A radar sensor mounted to the front of the truck detects moving objects in front of the vehicle.
LOUISVILLE, Ky. — Bendix introduced Wingman ACB at the Mid-America Trucking Show, an active cruise system with braking capabilities.
The radar-based system detects moving objects in a truck’s path and sounds a variety of audible alerts if a pre-determined following distance is compromised. If the driver fails to react on time, the system will intervene and de-throttle the engine, apply the engine brake and if necessary it will also apply the service brakes, Bendix officials explained. If cruise is not activated, the driver will still receive the audible alerts, but the brakes will not be applied. The default following distance is 2.8 seconds, but it can be increased by the fleet.
The system has been designed to complement Bendix’s full-stability system, explained Fred Andersky, marketing director for the Bendix controls product business. That way, an automatic application of the brakes will not send the vehicle out of control.

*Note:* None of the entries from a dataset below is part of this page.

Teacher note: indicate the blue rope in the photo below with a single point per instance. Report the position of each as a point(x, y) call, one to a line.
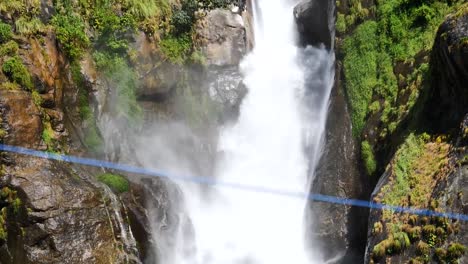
point(213, 182)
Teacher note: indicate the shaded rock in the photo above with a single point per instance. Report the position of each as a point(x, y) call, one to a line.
point(23, 119)
point(446, 189)
point(313, 19)
point(222, 37)
point(447, 101)
point(338, 231)
point(62, 218)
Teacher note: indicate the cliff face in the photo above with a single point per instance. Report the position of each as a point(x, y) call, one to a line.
point(69, 86)
point(409, 125)
point(428, 172)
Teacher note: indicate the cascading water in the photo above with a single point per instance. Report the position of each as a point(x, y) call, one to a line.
point(274, 144)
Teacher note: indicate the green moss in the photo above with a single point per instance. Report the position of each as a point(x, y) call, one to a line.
point(455, 251)
point(176, 49)
point(340, 23)
point(37, 99)
point(368, 157)
point(440, 254)
point(10, 48)
point(29, 26)
point(117, 183)
point(360, 68)
point(14, 69)
point(402, 30)
point(405, 157)
point(70, 31)
point(9, 86)
point(423, 248)
point(48, 135)
point(5, 32)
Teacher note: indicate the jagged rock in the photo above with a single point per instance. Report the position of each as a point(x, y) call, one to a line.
point(313, 19)
point(448, 97)
point(446, 192)
point(222, 37)
point(62, 217)
point(22, 117)
point(338, 231)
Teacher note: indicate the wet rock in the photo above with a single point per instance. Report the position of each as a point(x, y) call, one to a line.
point(313, 19)
point(448, 96)
point(338, 231)
point(63, 218)
point(23, 118)
point(446, 193)
point(222, 37)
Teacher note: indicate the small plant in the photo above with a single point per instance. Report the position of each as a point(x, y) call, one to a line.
point(423, 248)
point(70, 31)
point(10, 48)
point(175, 49)
point(26, 26)
point(340, 23)
point(117, 183)
point(455, 251)
point(368, 157)
point(14, 69)
point(5, 32)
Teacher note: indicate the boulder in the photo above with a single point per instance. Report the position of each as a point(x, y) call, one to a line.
point(313, 19)
point(22, 119)
point(338, 232)
point(447, 101)
point(222, 37)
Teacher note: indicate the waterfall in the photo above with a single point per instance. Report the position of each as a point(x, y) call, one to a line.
point(274, 144)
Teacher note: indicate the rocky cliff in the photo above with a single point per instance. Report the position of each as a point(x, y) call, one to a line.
point(406, 104)
point(81, 79)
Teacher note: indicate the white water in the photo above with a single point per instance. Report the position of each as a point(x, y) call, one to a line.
point(275, 144)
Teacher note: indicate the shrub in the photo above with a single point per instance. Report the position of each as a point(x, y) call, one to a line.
point(26, 26)
point(10, 48)
point(117, 183)
point(175, 49)
point(360, 67)
point(423, 248)
point(71, 34)
point(368, 157)
point(455, 251)
point(14, 69)
point(5, 32)
point(340, 23)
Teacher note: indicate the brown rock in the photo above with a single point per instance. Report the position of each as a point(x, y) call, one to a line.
point(23, 118)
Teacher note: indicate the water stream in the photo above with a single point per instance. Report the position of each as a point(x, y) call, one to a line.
point(275, 143)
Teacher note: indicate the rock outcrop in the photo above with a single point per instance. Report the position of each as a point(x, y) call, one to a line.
point(338, 230)
point(313, 19)
point(429, 171)
point(448, 96)
point(222, 37)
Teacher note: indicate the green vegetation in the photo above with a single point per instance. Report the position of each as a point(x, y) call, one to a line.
point(29, 26)
point(368, 157)
point(340, 23)
point(176, 49)
point(10, 206)
point(401, 32)
point(5, 32)
point(360, 67)
point(48, 136)
point(454, 252)
point(10, 48)
point(117, 183)
point(14, 69)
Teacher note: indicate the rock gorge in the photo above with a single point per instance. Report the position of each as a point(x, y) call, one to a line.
point(84, 79)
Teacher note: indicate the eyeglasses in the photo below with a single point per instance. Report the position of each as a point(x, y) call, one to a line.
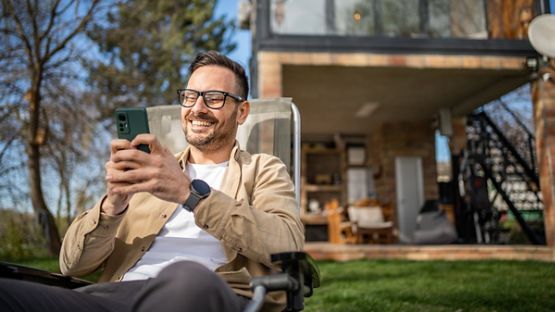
point(214, 99)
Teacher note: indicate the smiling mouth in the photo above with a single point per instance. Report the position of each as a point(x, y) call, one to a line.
point(201, 123)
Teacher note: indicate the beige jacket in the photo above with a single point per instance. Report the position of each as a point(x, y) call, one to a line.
point(254, 215)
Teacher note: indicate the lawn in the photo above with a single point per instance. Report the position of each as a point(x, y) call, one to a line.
point(435, 286)
point(426, 285)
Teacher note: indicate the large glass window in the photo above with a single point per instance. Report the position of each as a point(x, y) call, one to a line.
point(380, 18)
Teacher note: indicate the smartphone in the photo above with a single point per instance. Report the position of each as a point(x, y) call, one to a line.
point(130, 122)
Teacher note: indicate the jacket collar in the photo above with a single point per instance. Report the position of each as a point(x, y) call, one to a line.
point(232, 177)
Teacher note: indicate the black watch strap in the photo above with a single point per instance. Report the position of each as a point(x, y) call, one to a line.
point(199, 190)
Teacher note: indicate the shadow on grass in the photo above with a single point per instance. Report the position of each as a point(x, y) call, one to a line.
point(435, 286)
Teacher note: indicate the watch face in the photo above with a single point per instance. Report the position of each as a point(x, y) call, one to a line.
point(201, 187)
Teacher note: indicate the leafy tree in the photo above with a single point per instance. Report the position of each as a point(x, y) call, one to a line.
point(66, 65)
point(38, 50)
point(146, 46)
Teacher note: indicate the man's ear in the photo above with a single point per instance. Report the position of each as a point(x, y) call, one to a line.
point(243, 112)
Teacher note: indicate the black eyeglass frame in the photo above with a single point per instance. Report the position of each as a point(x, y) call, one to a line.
point(203, 93)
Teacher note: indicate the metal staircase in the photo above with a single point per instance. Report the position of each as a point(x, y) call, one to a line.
point(499, 177)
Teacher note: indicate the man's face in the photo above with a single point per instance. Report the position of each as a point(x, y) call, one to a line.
point(211, 129)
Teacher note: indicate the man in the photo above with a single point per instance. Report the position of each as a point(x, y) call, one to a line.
point(183, 232)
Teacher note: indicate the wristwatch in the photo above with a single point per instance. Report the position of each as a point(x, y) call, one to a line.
point(199, 190)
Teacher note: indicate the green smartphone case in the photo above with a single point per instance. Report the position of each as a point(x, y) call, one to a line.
point(131, 121)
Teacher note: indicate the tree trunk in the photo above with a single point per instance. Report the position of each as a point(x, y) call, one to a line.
point(36, 137)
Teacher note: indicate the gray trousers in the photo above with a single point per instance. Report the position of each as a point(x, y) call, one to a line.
point(182, 286)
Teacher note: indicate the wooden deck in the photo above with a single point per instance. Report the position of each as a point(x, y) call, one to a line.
point(340, 252)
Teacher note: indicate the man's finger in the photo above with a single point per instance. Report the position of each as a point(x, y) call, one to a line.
point(123, 165)
point(130, 176)
point(130, 189)
point(147, 139)
point(119, 144)
point(131, 155)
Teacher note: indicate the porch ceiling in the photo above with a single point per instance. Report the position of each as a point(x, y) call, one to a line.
point(329, 96)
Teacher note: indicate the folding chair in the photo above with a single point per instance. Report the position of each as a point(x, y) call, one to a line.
point(271, 124)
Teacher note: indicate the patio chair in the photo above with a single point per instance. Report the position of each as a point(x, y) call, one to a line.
point(270, 125)
point(369, 225)
point(339, 230)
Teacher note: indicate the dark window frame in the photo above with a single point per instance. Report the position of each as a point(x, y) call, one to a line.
point(266, 40)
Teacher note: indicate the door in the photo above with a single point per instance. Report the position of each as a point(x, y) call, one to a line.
point(410, 194)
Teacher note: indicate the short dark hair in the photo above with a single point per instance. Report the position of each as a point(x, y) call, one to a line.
point(215, 58)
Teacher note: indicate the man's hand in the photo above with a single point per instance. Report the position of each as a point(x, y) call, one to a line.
point(157, 173)
point(116, 203)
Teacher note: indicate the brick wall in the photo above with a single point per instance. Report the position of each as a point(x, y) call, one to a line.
point(393, 140)
point(543, 95)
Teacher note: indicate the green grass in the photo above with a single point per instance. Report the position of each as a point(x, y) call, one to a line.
point(435, 286)
point(425, 285)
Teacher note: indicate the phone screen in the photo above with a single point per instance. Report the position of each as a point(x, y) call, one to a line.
point(131, 121)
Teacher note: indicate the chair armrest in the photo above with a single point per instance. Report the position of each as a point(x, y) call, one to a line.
point(20, 272)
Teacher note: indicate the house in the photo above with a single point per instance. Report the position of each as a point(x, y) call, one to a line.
point(374, 80)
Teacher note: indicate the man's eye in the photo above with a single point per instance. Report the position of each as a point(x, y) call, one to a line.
point(214, 98)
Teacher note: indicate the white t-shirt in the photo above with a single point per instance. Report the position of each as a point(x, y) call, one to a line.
point(180, 238)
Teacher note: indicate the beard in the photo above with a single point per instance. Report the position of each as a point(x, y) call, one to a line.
point(214, 140)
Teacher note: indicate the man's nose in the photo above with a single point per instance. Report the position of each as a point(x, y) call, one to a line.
point(199, 106)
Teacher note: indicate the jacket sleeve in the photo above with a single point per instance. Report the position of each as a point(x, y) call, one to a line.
point(269, 223)
point(88, 241)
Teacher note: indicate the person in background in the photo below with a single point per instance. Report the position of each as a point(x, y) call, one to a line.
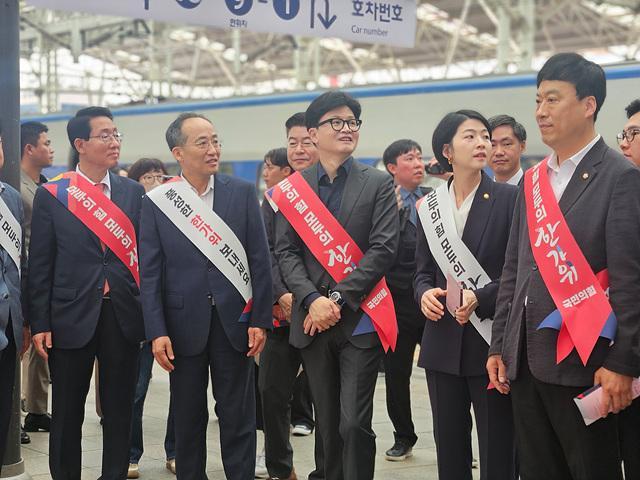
point(509, 140)
point(403, 160)
point(629, 141)
point(36, 154)
point(149, 172)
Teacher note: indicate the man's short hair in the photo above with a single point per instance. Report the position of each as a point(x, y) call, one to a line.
point(507, 120)
point(397, 148)
point(587, 77)
point(295, 120)
point(30, 133)
point(278, 157)
point(633, 108)
point(80, 125)
point(329, 101)
point(446, 130)
point(174, 135)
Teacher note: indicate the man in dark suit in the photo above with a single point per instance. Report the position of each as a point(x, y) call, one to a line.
point(598, 193)
point(194, 314)
point(83, 303)
point(37, 154)
point(14, 337)
point(403, 160)
point(342, 364)
point(509, 141)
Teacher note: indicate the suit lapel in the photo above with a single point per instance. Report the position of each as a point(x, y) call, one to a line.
point(221, 195)
point(479, 214)
point(582, 177)
point(353, 187)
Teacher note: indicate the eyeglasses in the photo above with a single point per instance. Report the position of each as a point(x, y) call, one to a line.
point(629, 135)
point(204, 144)
point(154, 178)
point(337, 124)
point(109, 137)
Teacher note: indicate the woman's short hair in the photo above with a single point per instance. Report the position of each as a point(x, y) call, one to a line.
point(446, 130)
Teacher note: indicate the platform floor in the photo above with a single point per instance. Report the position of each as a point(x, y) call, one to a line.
point(422, 465)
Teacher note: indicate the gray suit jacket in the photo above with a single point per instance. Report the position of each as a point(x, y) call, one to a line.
point(369, 214)
point(601, 205)
point(10, 306)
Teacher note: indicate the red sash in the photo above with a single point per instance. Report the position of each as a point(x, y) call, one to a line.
point(100, 215)
point(575, 290)
point(334, 248)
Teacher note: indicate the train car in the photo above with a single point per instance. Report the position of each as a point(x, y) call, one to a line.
point(250, 126)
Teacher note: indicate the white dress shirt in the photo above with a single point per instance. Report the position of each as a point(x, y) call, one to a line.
point(106, 182)
point(560, 175)
point(207, 196)
point(461, 214)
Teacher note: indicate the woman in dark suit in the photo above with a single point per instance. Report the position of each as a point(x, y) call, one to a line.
point(453, 352)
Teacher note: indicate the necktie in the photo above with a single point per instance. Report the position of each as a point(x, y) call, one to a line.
point(105, 290)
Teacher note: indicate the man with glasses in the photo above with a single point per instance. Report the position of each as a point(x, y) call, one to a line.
point(206, 297)
point(508, 139)
point(83, 293)
point(341, 347)
point(629, 138)
point(629, 422)
point(280, 384)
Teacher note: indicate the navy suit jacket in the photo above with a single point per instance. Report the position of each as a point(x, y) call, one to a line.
point(67, 269)
point(10, 305)
point(177, 280)
point(446, 345)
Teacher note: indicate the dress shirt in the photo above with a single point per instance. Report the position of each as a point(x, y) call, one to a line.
point(207, 196)
point(560, 175)
point(106, 182)
point(515, 180)
point(409, 200)
point(460, 214)
point(330, 194)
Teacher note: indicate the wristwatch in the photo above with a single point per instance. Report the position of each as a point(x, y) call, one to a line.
point(336, 297)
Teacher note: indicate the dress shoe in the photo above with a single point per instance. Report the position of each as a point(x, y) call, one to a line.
point(133, 471)
point(37, 422)
point(398, 453)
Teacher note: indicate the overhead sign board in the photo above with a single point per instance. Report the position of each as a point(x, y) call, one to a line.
point(390, 22)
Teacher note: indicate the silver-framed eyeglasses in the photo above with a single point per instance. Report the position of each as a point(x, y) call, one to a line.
point(337, 124)
point(109, 137)
point(629, 135)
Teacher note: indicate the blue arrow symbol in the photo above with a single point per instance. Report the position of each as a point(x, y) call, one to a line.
point(326, 20)
point(188, 4)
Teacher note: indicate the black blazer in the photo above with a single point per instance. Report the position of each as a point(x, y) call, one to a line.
point(67, 269)
point(177, 280)
point(601, 205)
point(369, 213)
point(446, 345)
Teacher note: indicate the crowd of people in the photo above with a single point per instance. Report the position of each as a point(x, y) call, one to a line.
point(520, 290)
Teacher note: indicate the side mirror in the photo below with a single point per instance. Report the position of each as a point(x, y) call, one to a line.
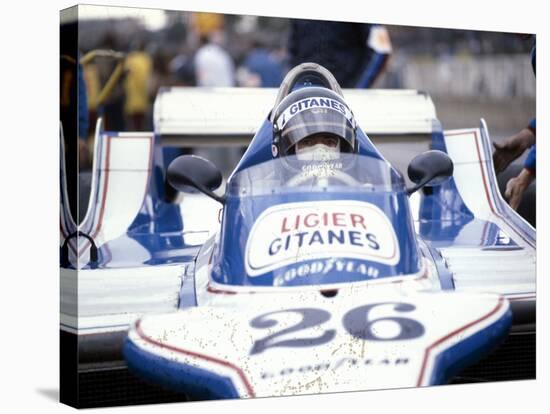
point(429, 169)
point(197, 172)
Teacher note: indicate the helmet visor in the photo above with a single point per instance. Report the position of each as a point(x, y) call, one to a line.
point(313, 116)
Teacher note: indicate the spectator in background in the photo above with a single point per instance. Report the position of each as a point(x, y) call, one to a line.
point(511, 149)
point(213, 64)
point(261, 68)
point(83, 152)
point(355, 53)
point(112, 108)
point(138, 67)
point(204, 23)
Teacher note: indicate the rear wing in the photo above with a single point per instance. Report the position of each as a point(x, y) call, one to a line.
point(186, 116)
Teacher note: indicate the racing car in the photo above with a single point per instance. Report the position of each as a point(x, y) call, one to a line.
point(308, 274)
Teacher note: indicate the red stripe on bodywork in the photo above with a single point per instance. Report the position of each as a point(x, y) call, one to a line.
point(446, 337)
point(193, 354)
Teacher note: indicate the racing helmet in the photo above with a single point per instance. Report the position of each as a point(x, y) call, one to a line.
point(316, 115)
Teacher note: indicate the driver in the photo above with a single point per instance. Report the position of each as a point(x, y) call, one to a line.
point(313, 124)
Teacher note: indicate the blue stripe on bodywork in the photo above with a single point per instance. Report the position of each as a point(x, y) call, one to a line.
point(199, 383)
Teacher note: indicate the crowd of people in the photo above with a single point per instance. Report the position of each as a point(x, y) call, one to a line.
point(215, 50)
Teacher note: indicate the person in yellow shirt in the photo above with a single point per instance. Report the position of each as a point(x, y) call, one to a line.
point(139, 66)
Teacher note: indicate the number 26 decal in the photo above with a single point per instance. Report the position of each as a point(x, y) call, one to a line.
point(356, 322)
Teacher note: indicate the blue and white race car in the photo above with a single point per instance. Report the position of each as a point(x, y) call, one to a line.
point(311, 273)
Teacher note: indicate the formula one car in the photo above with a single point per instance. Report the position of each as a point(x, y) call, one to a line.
point(307, 275)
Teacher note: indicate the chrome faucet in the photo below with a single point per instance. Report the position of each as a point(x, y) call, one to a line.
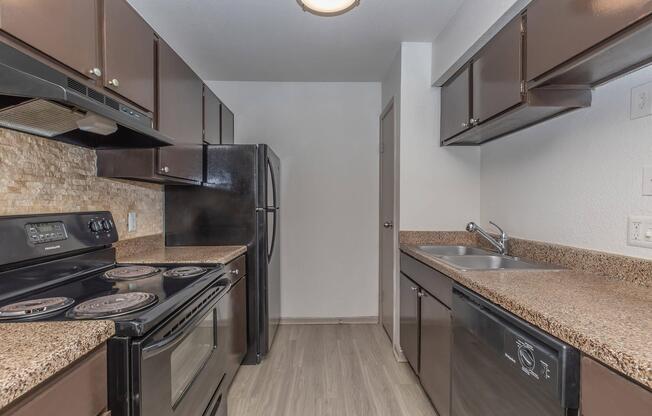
point(501, 245)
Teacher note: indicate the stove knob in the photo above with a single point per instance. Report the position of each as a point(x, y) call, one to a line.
point(95, 226)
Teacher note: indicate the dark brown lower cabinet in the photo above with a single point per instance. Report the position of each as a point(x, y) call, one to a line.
point(435, 357)
point(605, 393)
point(410, 321)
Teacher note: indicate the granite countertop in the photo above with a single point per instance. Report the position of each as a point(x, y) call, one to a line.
point(607, 319)
point(219, 254)
point(33, 352)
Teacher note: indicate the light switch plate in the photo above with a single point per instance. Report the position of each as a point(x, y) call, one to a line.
point(647, 181)
point(640, 231)
point(641, 101)
point(131, 222)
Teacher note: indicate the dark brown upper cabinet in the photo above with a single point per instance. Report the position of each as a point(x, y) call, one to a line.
point(129, 59)
point(500, 101)
point(228, 125)
point(409, 321)
point(497, 74)
point(179, 98)
point(212, 110)
point(586, 42)
point(456, 104)
point(605, 393)
point(66, 30)
point(180, 116)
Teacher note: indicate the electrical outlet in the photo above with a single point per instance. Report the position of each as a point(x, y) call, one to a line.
point(647, 181)
point(640, 231)
point(131, 222)
point(641, 101)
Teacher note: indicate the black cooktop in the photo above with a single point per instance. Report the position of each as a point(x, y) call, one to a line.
point(163, 287)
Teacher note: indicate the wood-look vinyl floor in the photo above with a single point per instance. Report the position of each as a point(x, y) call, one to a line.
point(329, 370)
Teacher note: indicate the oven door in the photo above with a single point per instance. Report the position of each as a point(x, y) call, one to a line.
point(178, 374)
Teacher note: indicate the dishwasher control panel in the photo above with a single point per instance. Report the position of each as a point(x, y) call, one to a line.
point(536, 361)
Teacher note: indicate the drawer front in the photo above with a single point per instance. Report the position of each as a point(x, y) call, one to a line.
point(432, 281)
point(86, 381)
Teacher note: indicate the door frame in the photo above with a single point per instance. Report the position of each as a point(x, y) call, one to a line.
point(392, 104)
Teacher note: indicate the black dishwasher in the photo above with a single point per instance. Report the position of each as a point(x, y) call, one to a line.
point(503, 366)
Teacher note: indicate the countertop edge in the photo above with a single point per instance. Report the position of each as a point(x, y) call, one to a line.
point(21, 382)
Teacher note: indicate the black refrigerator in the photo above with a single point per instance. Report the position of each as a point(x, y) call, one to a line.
point(238, 204)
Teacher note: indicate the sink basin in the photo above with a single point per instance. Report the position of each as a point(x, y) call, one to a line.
point(453, 250)
point(472, 262)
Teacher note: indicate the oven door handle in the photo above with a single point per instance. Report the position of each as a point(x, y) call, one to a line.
point(177, 336)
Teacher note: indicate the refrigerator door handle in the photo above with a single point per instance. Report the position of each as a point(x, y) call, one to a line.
point(273, 246)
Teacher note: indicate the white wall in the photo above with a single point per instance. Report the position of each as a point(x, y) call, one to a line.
point(439, 187)
point(474, 23)
point(575, 179)
point(327, 136)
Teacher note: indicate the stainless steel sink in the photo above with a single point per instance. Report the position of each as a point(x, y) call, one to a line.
point(491, 262)
point(453, 250)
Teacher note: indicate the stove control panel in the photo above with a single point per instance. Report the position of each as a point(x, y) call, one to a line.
point(31, 237)
point(46, 232)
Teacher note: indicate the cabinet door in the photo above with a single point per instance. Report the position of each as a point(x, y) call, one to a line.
point(212, 110)
point(180, 98)
point(228, 126)
point(409, 324)
point(456, 104)
point(497, 74)
point(605, 393)
point(558, 30)
point(435, 358)
point(128, 54)
point(66, 30)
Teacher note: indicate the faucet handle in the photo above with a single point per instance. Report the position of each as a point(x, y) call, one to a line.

“As active safety systems that automatically apply brakes increase, they will be built on a foundation of full stability,” said Andersky. ”Why?Because roll-only systems don’t possess all the sensors and braking capability needed to interpret conditions and respond appropriately – and may increase instability of the vehicle during automatic braking events on slick surfaces.Therefore, full-stability is a critical part of systems that include an active braking component.”
Andersky also pointed out the system can be fully-integrated into a truck’s in-dash display. He noted that’s the place driver’s instinctively look to when they hear an audible alert.
The Wingman ACB system has proven popular already. Later at the show both Volvo and Mack announced availability of their versions of the system. Trucks can immediately be ordered with Wingman ACB from OEMs that offer it, Bendix officials noted.
OEM availability and product ordering codes will be published at www.bendix.com.